Histograms of (A) shape ratio (Rs), (B) radius of gyration (Rg), and (C) end-to-end distance (Ree) values, from all 13 simulations for salmon, bull P1, and human P1 protamines.

As for Rg values (Figure 5B), salmon has fewer residues (33) than either of the P1 protamines, hence not surprisingly has the smallest Rg distribution. Although bull P1 and human P1 sequences have similar lengths, bull P1 has higher Rg values. Oskolkov et al. previously reported hydrodynamic radii of 3 and 4 nm for salmon and human P1 protamines, respectively.17 These hydrodynamic radii values are higher than the average Rg values of salmon and human P1 seen in our simulations (∼1.9 and ∼2.4 nm, respectively), an expected result as hydrodynamic radii are normally higher than Rg. However, the ratio of human to salmon Rg values in the simulations is similar to that of the hydrodynamic radii reported by Oskolkov et al.

While protamines are IDPs, they can and do develop secondary structures in our simulations, such as the helices found in many of the snapshots of the bull and human simulations shown in Figures 3 and 4 (respectively). To quantify the secondary structure observed in the MD simulations, we calculated the overall fractions of helices, sheets, and coils for each protamine (Figure 6). All three protamines have high fractions of random coil, consistent with the protamines being IDPs that often form flexible, random coil structures,44 and very low amounts of sheet formation. The amount of helices observed varied for the three protamines, with human P1 having the most helical content (up to ∼40%). Given that human P1 has ∼50% arginines, we did not originally expect human P1 to have such high helical content; however other protein regions with similar amounts of arginine residues, such as the ARM region in the HIV-1 Rev protein, are also believed to form helices.45 Oskolkov et al. reported some helix formation in salmon and human P1 protamines.17 To compare with simulation results, we used two computational webservers, namely, PSIPRED46 and PredictProtein,47 that predict secondary structure based on protein sequence, on all three protamines. Both webservers predicted that the proteins would form helices, with helical percentages similar to what was observed in the simulations.46,47 We additionally looked at the salmon (UNIPROT26P69014), bull P1 (UNIPROT26P02318), and human P1 (UNIPROT26P04553) structures in the AlphaFold48,49 Protein Structure Database. The salmon structure is in an extended coiled conformation, with little helix formation; the bull and human P1 structures have more helices but were predicted with low confidence.

Figure 6.

Figure 6

Average helix, sheet, and coil content per residue for all three protamines. Secondary structure categories were identified using DSSP “α,” “3–10”, and “Pi” were combined and called “helix”; “Anti” and “Para” were combined and called “sheet”; and “Bend,” “Turn,” and “None” were combined and called “coil”.
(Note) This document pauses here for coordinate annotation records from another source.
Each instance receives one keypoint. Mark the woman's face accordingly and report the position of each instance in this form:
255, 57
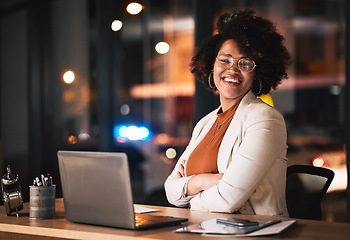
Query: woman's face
232, 83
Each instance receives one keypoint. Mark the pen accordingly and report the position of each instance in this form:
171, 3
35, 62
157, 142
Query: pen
38, 182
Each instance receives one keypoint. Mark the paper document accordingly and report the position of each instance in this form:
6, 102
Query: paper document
212, 227
139, 209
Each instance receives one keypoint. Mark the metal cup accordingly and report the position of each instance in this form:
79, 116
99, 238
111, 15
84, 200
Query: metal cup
42, 202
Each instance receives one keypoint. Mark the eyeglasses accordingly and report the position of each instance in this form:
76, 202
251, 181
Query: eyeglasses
244, 64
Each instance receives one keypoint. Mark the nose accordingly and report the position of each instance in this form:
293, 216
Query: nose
234, 67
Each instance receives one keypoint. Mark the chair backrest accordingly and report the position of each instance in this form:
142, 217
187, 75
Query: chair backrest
305, 189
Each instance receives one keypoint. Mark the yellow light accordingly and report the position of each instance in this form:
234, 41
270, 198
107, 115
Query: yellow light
116, 25
318, 162
162, 47
68, 77
134, 8
170, 153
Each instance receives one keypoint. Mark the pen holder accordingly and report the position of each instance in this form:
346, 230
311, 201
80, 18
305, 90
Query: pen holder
42, 202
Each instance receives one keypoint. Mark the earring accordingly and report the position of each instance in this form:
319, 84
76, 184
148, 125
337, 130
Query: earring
209, 80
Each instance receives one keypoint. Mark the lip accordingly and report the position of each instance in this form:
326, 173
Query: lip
231, 80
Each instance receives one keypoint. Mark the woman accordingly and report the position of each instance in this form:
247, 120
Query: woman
236, 159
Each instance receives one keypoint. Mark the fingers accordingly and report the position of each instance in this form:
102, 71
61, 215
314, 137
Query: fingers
181, 170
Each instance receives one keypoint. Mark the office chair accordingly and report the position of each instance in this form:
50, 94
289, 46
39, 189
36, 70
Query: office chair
305, 188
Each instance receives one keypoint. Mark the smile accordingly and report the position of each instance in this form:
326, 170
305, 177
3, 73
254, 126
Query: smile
231, 80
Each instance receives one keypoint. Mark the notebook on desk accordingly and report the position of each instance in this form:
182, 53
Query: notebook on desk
96, 190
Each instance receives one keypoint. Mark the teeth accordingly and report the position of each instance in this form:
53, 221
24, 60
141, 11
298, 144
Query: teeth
231, 80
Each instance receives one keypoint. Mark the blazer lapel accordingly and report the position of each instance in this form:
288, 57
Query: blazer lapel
232, 133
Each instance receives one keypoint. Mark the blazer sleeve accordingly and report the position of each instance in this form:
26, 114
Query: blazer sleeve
175, 187
263, 139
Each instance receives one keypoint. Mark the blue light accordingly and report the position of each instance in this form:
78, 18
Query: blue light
132, 133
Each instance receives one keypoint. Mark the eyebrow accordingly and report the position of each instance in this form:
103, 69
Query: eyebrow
229, 55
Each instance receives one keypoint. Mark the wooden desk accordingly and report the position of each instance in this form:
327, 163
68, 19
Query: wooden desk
12, 227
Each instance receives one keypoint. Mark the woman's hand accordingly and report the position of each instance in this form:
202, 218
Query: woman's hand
202, 182
181, 169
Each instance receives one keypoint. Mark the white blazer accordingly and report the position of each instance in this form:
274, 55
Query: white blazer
252, 157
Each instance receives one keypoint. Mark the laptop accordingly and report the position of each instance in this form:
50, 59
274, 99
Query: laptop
96, 190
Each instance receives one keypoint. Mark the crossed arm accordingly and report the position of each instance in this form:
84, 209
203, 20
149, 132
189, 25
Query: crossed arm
198, 182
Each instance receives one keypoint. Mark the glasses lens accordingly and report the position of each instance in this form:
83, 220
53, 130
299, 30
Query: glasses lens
225, 62
246, 64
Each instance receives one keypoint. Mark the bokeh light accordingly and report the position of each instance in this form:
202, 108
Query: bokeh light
69, 77
134, 8
162, 47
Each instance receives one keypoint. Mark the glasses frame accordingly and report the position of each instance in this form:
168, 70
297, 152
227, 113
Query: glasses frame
238, 60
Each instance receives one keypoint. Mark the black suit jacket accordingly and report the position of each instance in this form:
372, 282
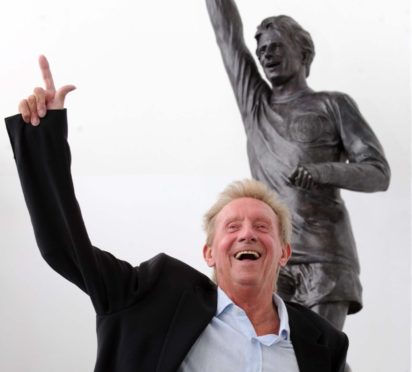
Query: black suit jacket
149, 316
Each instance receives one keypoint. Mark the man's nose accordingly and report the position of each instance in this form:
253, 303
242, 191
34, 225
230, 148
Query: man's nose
247, 234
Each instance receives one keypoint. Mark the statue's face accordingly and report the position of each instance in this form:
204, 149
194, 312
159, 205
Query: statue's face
280, 58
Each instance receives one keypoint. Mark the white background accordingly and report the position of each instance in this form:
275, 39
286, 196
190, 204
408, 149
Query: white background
155, 135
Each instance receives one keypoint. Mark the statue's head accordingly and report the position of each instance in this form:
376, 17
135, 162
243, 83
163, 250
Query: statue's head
284, 48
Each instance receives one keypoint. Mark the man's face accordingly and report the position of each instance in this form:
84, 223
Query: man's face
280, 58
246, 248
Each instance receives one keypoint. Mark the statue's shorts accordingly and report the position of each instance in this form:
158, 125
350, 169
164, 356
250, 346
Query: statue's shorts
310, 284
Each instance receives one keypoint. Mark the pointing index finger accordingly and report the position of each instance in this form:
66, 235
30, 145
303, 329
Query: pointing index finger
46, 74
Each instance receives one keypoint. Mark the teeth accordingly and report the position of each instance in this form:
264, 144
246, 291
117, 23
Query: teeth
247, 254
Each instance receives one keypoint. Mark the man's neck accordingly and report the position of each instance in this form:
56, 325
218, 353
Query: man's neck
259, 307
290, 88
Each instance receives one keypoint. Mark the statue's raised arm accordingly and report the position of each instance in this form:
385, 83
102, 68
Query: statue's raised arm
238, 60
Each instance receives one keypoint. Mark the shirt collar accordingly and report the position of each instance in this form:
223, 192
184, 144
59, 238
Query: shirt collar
224, 302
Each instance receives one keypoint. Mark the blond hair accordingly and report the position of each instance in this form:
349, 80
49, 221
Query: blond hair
248, 188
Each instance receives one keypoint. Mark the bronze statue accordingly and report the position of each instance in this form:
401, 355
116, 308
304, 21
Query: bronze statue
306, 145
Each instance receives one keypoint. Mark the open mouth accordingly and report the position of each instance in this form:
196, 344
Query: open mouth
247, 255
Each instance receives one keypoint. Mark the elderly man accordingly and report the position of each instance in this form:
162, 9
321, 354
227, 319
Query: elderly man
305, 145
164, 315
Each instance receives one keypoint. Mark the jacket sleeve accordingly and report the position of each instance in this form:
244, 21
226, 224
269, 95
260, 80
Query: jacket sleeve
248, 86
43, 160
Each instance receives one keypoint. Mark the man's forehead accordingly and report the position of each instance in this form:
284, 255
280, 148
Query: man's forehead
246, 207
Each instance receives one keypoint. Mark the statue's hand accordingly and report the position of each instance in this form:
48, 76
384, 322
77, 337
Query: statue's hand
303, 177
36, 105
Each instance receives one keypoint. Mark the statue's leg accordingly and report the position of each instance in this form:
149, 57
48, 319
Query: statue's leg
335, 312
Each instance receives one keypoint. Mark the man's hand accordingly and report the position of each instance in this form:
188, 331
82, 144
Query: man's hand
302, 177
36, 105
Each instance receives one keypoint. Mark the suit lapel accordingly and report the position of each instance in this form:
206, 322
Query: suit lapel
311, 356
193, 313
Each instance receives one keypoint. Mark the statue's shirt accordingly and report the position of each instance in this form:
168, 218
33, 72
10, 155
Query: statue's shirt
322, 129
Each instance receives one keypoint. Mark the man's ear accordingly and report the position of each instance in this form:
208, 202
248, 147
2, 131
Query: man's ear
286, 253
208, 255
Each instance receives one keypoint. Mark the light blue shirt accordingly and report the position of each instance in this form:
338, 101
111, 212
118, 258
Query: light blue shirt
229, 343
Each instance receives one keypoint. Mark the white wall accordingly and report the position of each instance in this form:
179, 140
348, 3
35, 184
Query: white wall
155, 135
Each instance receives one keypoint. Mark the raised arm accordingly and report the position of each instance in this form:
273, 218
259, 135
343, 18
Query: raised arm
43, 160
240, 66
366, 168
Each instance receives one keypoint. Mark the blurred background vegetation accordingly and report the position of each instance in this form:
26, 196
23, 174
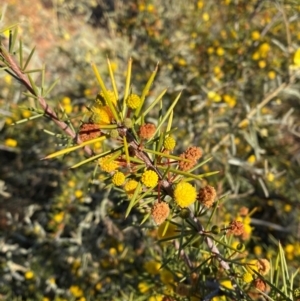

To investigate the relationship between protamine size and secondary structure, we sorted frames from all simulation trajectories in order of increasing Rg and then plotted the fraction of residues that formed secondary structures (i.e., “Para,” “Anti,” “3–10,” “α,” “Pi,” “Turn”, and “Bend”) in these sorted frames. The plot is shown in Figure 7A for human P1 protamine and in Figures S23 and S24 for salmon and bull, respectively. For all three protamines, there is a noticeable decrease in the amount of secondary structure as the chain gets larger (Rg increases). For example, in human P1, the ∼5% of conformations with the smallest Rg values have a mean secondary structure per residue per frame of ∼0.8, while the ∼5% conformations with the largest Rg values have around half that amount. This result is not surprising, as secondary structure is associated with interactions between residues (e.g., hydrogen bonds) that tend to decrease the size of the chain. We also observe shifts in the locations along the sequence that have secondary structure as the chain size varies. In human P1, small conformations commonly include significant helical formation between residues ranging from 15 to 35, while the helices are more often found between residues 5 and 20 for conformations with high Rg (Figure 7B). Additionally, in both human and bull P1 protamines, α helices are more likely to be found at the N-terminal end of the chain than the C-terminal end, even though the amount of charged residues at both chain ends is relatively low for both sequences.

Figure 7.

Figure 7

Secondary structure vs Rg for human P1 protamine (every 200 ps). (A) Rg values and the percent of residues that were classified as having secondary structure (i.e., they were classified by DSSP as any category other than “None”). (B) Secondary structure for each residue in each frame according to the color bar. Frames in both panels are sorted in order of increasing Rg values from all 13 simulations.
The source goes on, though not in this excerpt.